Estes ataques incluem a detenção de 26 opositores políticos e actores pró-democracia, incluindo seis candidatos presidenciais, activistas estudantis, líderes do sector privado, e outros actores políticos; e a aprovação de leis repressivas que serviram para restringir e criminalizar certos discursos vagamente definidos, dissensões, e participação política.

As restrições de vistos visam também aqueles que procuram assediar e silenciar a sociedade civil e os meios de comunicação independentes, e aqueles que minam as instituições e processos democráticos na Nicarágua.

À luz desta "campanha de terror", como lhe chamou o porta-voz do Departamento de Estado Ned Price, é pouco provável que as próximas eleições de Novembro sejam livres ou justas.

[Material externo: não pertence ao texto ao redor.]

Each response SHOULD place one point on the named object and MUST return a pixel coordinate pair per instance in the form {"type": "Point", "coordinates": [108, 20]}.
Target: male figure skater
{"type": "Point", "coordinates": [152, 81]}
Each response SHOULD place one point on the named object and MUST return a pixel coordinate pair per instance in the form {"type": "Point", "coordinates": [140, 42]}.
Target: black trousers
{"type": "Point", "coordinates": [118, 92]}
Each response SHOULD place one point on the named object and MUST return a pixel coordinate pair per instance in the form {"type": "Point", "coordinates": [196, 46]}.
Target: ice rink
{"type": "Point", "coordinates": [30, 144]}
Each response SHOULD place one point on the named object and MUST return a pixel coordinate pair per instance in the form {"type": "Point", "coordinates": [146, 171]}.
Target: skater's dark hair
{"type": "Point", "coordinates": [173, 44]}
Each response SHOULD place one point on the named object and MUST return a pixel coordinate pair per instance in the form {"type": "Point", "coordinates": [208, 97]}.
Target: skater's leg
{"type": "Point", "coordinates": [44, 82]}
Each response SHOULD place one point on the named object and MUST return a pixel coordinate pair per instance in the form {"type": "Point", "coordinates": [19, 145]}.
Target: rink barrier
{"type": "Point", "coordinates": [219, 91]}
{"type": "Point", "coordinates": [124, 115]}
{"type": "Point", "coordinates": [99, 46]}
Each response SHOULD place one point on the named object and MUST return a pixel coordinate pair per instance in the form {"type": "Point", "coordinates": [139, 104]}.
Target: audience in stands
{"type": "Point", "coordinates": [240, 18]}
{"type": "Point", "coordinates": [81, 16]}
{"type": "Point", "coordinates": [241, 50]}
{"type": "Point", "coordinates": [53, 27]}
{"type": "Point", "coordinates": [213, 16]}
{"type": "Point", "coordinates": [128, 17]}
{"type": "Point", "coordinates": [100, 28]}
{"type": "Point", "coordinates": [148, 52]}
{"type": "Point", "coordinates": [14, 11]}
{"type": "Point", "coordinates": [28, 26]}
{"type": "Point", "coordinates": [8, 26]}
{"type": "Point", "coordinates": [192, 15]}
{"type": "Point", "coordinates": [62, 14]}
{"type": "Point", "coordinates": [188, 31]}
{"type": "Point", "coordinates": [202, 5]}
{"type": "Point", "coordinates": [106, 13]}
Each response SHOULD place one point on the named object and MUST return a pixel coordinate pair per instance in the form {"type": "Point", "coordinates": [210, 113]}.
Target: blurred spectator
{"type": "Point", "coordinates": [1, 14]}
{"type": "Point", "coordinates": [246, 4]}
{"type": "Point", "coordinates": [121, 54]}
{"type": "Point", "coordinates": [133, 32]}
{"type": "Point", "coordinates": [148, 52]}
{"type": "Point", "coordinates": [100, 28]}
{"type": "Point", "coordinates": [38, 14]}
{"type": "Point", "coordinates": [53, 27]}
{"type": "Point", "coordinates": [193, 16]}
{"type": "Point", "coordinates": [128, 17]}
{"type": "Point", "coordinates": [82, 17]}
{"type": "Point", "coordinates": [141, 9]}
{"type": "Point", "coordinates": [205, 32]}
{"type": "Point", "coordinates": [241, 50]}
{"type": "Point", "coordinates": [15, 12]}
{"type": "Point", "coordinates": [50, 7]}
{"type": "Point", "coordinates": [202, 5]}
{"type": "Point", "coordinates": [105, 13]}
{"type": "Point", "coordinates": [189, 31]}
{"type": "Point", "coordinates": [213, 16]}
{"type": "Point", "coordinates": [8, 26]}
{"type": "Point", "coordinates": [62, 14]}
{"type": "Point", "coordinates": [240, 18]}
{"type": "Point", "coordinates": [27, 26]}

O Secretário de Estado Antony Blinken afirmou: "Estas revogações de vistos demonstram que os Estados Unidos irão promover a responsabilização não só dos líderes do regime, mas também dos funcionários que permitem os ataques do regime à democracia e aos direitos humanos. Os Estados Unidos continuarão a utilizar os instrumentos diplomáticos e económicos à nossa disposição para pressionar pela libertação dos presos políticos e para apoiar os apelos dos nicaraguanos a uma maior liberdade, responsabilização e eleições livres e justas".